Shanghai with its mixture of races, with its national antipathies and jealousies, is indeed one of the most attractive but strangest towns in the whole world. Every race meets there; and as one wanders down the Nanking road, one never tires of watching the nationalities which throng that thoroughfare. There walks a tall bearded Russian, a fat German, jostling perhaps a tiny Japanese officer, whose whole air shows that he regards himself as a member of the conquering race that has checkmated the vast power of Europe; there are sleek Chinese in Western carriages, and there are thin Americans in Eastern rickshas; the motor cycle rushes past, nearly colliding with a closely-curtained chair bearing a Chinese lady of rank, or a splendid Indian in a yellow silk coat is struck in the face by the hat of a Frenchman, who finds the pavements of Shanghai too narrow for his sweeping salute; one hears guttural German alternating with Cockney slang; Parisian toilettes are seen next half-naked coolies; a couple of sailors on a tandem cycle almost upset two Japanese beauties as they shuffle along with their toes turned in; a grey gowned Buddhist priest elbows a bearded Roman missionary; a Russian shop where patriotism rather than love of gain induces the owners to conceal the nature of their wares by employing the Russian alphabet overhead, stands opposite a Japanese shop which, in not too perfect English, assures the wide world that their heads can be cut cheaply; an English lady looks askance at the tightness of her Chinese sister's nether garments, while the Chinese sister wonders how the white race can tolerate the indecency that allows a woman to show her shape and wear transparent sleeves.
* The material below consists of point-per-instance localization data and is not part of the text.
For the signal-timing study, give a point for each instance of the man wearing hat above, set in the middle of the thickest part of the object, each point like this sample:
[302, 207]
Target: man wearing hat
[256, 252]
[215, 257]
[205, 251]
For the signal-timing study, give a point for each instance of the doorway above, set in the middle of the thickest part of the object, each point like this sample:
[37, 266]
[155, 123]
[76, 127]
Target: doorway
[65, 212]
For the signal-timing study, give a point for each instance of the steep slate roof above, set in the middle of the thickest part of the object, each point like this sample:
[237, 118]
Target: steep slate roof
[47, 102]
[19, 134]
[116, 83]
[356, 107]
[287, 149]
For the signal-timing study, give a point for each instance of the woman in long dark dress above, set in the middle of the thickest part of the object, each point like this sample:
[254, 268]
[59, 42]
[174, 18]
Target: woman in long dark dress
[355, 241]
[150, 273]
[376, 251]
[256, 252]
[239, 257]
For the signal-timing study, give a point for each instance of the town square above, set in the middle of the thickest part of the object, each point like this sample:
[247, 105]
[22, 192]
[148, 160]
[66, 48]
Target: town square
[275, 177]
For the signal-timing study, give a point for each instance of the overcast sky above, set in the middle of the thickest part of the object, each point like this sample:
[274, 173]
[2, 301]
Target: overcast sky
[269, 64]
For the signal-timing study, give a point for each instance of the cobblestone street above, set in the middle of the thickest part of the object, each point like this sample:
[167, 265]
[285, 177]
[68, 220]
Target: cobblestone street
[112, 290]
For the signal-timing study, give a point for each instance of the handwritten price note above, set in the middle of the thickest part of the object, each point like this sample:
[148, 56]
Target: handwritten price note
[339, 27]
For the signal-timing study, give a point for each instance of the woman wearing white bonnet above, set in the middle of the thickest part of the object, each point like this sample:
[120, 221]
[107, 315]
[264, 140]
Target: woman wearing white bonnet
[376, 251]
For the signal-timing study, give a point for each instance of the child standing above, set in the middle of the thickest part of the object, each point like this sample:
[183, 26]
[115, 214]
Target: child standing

Yes, Shanghai on a spring afternoon is a most interesting place; and yet as you turn your eyes to the river and catch sight of the dark grey warship, you realise that beneath all this peace and busy commerce lies the fear of the grim realities of war. China may assimilate the adjuncts of Western life, but she will never welcome the Western. The racial gulf that divides them is far too deep. It may be temporarily bridged by the heroism of a missionary; the enthusiasm of Christianity may make those who embrace it brothers; but the feeling of love will not extend one inch beyond the influence of religion; and those who ponder on the future as they watch the many-hued crowd that passes must grow more and more sure that the future of China lies with the Chinese alone; and however much as a race they may be willing to learn from the West, they will as a race be led only by their own people. The Westerner may be employed; Western teaching may be learnt; Western garments may be worn; but, as a Chinese professor said, "The wearer will be a Chinaman all the same."